Saturday, October 5, 2019

No Snickers, please


During September's TCM salute to the 100th anniversary of United Artists, one of the movies shown that I hadn't blogged about before was the 1921 version of The Three Musketeers. A recently-restored print is available on DVD, so I recorded it and sat down to watch.

The time is France in the 1620, and there's palace intrigue going on. Louis XIII (played by a young but recognizable Adolphe Menjou) is the King, although the real power behind the throne is Cardinal Richelieu (Nigel De Brulier). Louis' wife Anne (Mary MacLaren) is in love with England's Duck of Buckingham (Thomas Holding), but apparently the King doesn't yet know about it. Richelieu does, though, and one can guess is planning to reveal it at a time that would be advantageous to him.

The Cardinal seems to have decided that that time is coming up soon, as the Queen's seamstress Beatrice has a boyfriend in D'Artagnan (Douglas Fairbanks Sr.) whom she calls to Paris for help. There's a big dance coming up, and Louis wants Anne to wear a particular piece of jewelry. But Anne gave it to Buckingham as a token of remembrance since they really shouldn't be having a relationship. He's taken it back to England, and Anne needs it back.
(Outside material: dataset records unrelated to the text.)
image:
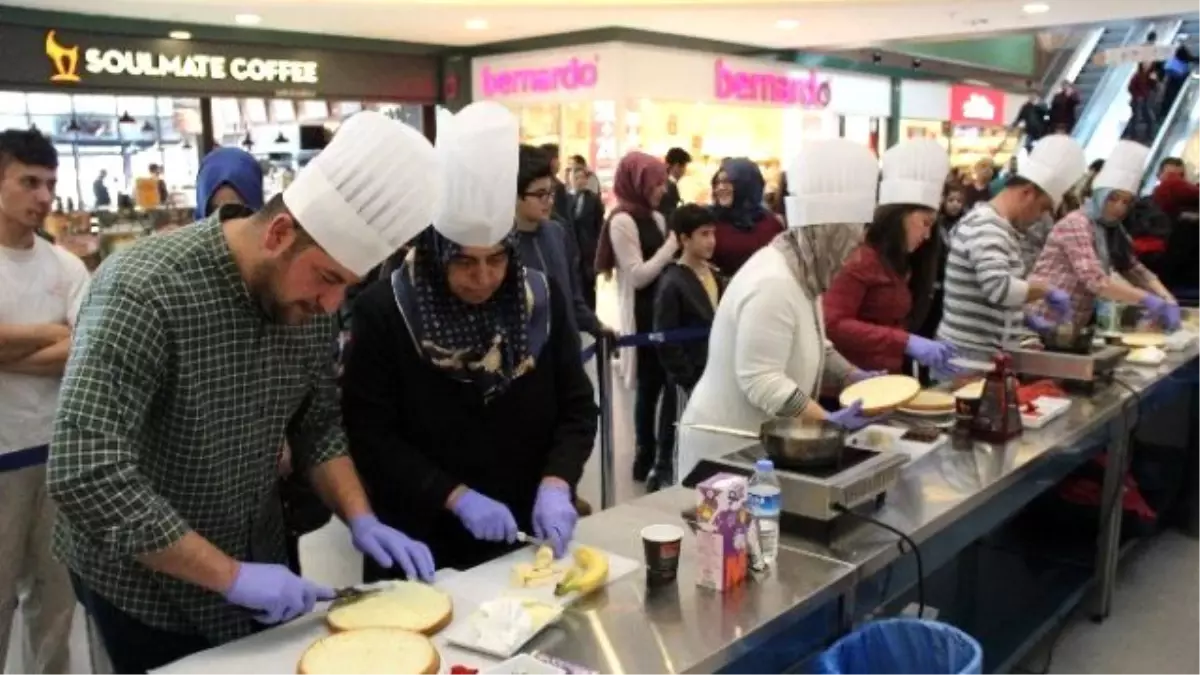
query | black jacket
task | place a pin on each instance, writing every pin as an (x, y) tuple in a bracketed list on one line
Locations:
[(415, 434), (683, 303)]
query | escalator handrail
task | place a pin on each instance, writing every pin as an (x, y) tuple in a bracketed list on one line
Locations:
[(1182, 100), (1116, 76)]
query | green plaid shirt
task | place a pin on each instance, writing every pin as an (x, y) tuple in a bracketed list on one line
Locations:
[(175, 400)]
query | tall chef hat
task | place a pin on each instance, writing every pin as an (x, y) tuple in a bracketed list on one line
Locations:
[(1054, 165), (479, 151), (1123, 168), (831, 180), (367, 192), (915, 173)]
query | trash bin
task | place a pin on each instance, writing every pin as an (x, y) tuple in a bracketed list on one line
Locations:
[(904, 646)]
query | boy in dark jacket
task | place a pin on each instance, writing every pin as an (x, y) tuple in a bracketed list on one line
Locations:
[(688, 294)]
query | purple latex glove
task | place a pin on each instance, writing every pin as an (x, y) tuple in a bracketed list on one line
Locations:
[(930, 353), (861, 375), (485, 518), (555, 517), (851, 418), (274, 592), (390, 548), (1059, 303)]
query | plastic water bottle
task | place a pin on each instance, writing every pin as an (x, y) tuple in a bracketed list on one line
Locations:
[(763, 497)]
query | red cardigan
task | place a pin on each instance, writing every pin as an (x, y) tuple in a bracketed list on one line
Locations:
[(735, 246), (867, 312)]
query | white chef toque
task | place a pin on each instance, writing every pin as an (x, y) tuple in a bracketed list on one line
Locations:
[(1054, 165), (915, 173), (832, 180), (369, 192), (1123, 168), (479, 153)]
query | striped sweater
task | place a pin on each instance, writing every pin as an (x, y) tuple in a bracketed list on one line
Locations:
[(984, 282)]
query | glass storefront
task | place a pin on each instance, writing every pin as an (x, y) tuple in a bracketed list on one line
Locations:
[(115, 139)]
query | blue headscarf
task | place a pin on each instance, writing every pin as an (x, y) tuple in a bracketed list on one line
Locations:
[(748, 187), (233, 167), (1113, 243)]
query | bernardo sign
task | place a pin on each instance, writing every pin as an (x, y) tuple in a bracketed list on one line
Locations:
[(96, 60)]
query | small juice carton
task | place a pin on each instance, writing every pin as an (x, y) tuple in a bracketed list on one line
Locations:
[(723, 521)]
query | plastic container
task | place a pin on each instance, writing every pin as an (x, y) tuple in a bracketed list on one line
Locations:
[(763, 501), (904, 646)]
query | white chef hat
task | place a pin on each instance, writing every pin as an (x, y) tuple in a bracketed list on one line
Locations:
[(915, 173), (1123, 168), (832, 180), (369, 192), (479, 149), (1054, 165)]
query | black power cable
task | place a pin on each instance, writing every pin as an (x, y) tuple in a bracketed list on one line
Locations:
[(905, 539)]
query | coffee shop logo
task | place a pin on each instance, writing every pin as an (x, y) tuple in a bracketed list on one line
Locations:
[(64, 59), (133, 63), (808, 90), (573, 75)]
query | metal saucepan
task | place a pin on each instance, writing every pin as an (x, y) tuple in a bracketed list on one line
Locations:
[(792, 442)]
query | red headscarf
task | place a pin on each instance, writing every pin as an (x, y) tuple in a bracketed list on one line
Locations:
[(637, 177)]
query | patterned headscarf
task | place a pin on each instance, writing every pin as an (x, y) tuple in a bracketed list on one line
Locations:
[(748, 184), (487, 344)]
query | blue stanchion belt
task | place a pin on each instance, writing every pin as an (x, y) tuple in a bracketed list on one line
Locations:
[(17, 460), (652, 339)]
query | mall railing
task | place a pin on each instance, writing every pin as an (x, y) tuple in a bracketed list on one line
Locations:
[(1175, 129), (603, 350), (1109, 109)]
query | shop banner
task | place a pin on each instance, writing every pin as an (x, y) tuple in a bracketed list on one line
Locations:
[(69, 60), (977, 106)]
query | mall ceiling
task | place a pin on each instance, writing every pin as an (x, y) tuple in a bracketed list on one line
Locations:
[(768, 23)]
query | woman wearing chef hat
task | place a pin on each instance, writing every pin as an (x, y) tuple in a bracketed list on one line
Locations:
[(868, 306), (1090, 255), (466, 402), (767, 352)]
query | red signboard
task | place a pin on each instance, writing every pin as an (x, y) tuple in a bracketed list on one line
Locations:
[(977, 106)]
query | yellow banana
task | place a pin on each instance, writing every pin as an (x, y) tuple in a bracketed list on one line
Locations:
[(589, 573)]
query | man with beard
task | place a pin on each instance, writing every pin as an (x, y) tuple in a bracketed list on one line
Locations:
[(195, 354)]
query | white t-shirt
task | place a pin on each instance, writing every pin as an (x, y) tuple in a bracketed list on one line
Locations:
[(41, 285)]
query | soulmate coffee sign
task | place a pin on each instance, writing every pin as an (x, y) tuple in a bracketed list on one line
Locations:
[(571, 75), (77, 60), (809, 90)]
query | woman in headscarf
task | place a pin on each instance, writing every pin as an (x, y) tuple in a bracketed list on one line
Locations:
[(228, 177), (743, 221), (768, 354), (467, 407), (1089, 254), (636, 246), (869, 304)]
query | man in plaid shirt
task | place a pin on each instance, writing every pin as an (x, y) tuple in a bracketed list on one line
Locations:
[(195, 353)]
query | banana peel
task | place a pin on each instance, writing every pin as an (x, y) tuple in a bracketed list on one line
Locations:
[(589, 573)]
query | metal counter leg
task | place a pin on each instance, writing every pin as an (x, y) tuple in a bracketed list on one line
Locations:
[(1109, 544)]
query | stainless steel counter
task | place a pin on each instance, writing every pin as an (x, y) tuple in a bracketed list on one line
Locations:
[(683, 628), (689, 629)]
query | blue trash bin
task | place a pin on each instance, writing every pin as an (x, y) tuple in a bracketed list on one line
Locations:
[(904, 646)]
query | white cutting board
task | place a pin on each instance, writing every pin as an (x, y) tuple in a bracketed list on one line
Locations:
[(276, 651)]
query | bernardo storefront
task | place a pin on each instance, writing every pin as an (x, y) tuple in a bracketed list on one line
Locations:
[(115, 105), (601, 101)]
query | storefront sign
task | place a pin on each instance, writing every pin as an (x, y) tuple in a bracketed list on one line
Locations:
[(78, 60), (571, 75), (977, 106), (808, 91)]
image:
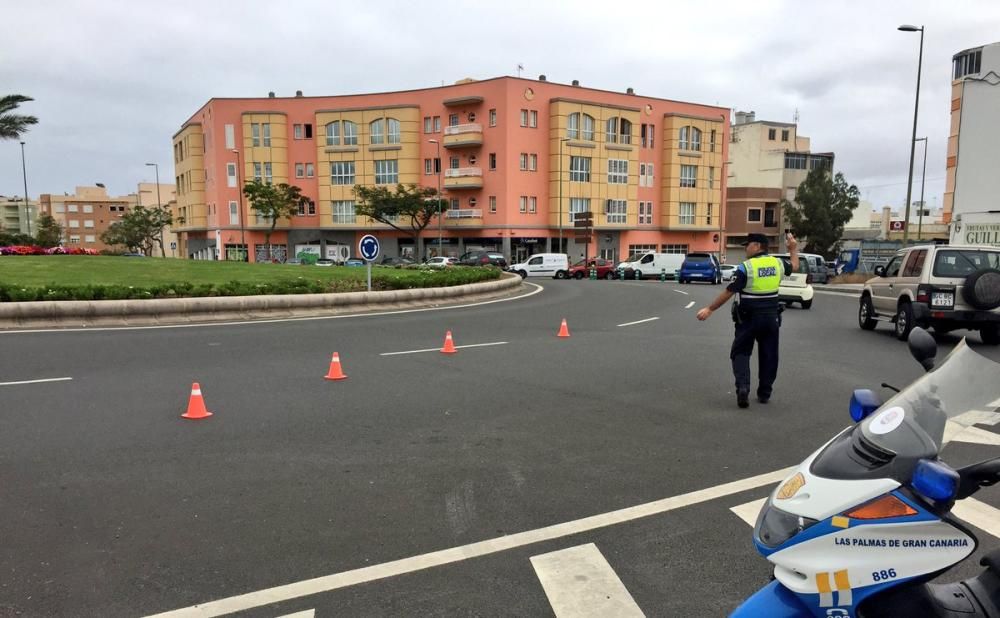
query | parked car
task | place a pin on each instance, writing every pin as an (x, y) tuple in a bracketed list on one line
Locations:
[(651, 264), (555, 265), (483, 258), (441, 262), (395, 261), (943, 286), (605, 269), (796, 287), (700, 267)]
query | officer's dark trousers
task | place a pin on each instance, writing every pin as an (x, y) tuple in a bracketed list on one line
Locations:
[(762, 328)]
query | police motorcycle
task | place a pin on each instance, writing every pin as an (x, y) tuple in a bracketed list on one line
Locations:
[(864, 523)]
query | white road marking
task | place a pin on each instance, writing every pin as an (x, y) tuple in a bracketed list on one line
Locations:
[(473, 550), (538, 288), (34, 381), (979, 514), (638, 322), (458, 347), (748, 512), (579, 583)]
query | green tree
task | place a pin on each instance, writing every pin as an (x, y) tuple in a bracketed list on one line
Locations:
[(274, 202), (408, 208), (824, 203), (13, 125), (49, 232), (139, 229)]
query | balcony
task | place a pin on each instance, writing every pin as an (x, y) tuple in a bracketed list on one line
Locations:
[(463, 178), (463, 136)]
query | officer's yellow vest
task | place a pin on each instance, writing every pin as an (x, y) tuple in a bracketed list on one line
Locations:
[(763, 276)]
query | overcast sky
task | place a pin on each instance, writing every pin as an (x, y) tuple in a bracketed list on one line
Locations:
[(113, 80)]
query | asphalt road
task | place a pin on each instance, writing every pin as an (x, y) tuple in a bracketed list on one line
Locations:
[(112, 505)]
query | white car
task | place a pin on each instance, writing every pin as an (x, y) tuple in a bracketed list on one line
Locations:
[(441, 262)]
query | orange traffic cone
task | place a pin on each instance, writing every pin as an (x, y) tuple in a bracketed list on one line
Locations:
[(196, 405), (449, 344), (335, 373)]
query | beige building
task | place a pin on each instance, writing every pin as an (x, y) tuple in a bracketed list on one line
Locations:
[(14, 218), (767, 163)]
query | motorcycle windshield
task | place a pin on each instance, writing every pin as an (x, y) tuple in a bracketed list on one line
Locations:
[(960, 389)]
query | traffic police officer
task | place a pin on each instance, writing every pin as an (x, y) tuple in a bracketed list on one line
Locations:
[(756, 314)]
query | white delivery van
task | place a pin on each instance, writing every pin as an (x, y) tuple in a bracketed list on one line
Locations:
[(652, 264), (555, 265)]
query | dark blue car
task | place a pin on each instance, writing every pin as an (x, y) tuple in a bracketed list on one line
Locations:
[(700, 267)]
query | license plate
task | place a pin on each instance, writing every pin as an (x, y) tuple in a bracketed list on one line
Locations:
[(942, 299)]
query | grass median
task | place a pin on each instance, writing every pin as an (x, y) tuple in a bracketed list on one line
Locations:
[(65, 277)]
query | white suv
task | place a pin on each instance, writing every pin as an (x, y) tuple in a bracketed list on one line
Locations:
[(946, 286)]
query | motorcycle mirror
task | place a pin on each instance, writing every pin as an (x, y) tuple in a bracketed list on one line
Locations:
[(923, 347)]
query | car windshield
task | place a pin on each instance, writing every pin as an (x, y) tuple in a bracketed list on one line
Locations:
[(963, 262), (965, 382)]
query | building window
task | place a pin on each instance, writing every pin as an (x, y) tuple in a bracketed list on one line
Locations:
[(618, 171), (687, 213), (376, 132), (387, 172), (579, 169), (343, 211), (394, 134), (645, 213), (689, 176), (690, 138), (616, 211), (342, 173)]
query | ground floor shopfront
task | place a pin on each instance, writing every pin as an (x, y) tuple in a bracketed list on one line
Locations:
[(515, 244)]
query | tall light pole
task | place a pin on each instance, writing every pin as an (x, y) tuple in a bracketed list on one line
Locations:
[(437, 162), (159, 204), (923, 177), (27, 209), (913, 139), (561, 140), (239, 192)]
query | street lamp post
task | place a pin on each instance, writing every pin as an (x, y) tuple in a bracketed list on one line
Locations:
[(923, 177), (564, 139), (913, 139), (239, 192), (159, 204), (27, 209), (437, 162)]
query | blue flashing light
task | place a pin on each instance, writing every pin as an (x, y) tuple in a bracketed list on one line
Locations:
[(863, 403), (935, 480)]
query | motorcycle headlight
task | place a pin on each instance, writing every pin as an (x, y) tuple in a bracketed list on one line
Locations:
[(775, 526)]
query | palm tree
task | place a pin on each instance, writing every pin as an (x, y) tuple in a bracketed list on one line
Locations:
[(13, 125)]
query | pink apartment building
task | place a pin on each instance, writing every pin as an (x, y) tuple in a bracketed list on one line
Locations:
[(517, 161)]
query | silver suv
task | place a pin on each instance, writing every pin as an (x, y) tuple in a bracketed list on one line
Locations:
[(946, 286)]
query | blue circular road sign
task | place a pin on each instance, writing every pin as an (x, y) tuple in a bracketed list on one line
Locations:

D'Artagnan has wanted to join the King's Musketeers, a defense force that's been clashing with the Cardina's defense force. When D'Artagnan gets to Paris, he calls on the musketeers, which is where he meets three of their number, Athos, Porthos, and Aramis, whom you'll remember from the book. (Aramis is played by a young and unrecognizable Eugene Pallette. I knew he was thin in a previous life before he became the portly character actor with the memorable voice; I didn't know just how unrecognizable he was.) Eventually, D'Artagnan and the musketeers set off for England to get the jewel, while Richelieu tries to stop them.

This version of The Three Musketeers is moderately interesting, but it also has problems that have nothing to do with the fact that it's a 1921 movie that was limited to the filmmaking capabilities of that era. There are plot holes galore, with the big one for me being that news somehow travels much faster than the musketeers. Somehow, Richelieu is able to keep getting news to people further ahead of the musketeers, despite that it would take time to get news from the musketeers' location back to Paris, and then have Richelieu decide something and get that news out. I suppose carrier pigeons might have been faster than men on horseback, but I'm not convinced.

Also, for as much as Douglas Fairbanks Sr.'s reputation is predicated on being a swashbuckler, and how much this story in any of its adaptations should be built on swashbuckling, the sequences we get here are surprisingly tame. Last, but not least, the pacing is slow. Fairbanks, now being at a studio of his own, was able to make this as an epic and it runs right about two hours when maybe 90 minutes would have been better to keep things from dragging.

Overall, this version of The Three Musketeers is an interesting little curio, but if it comes to Fairbanks I'd recommend The Mark of Zorro first.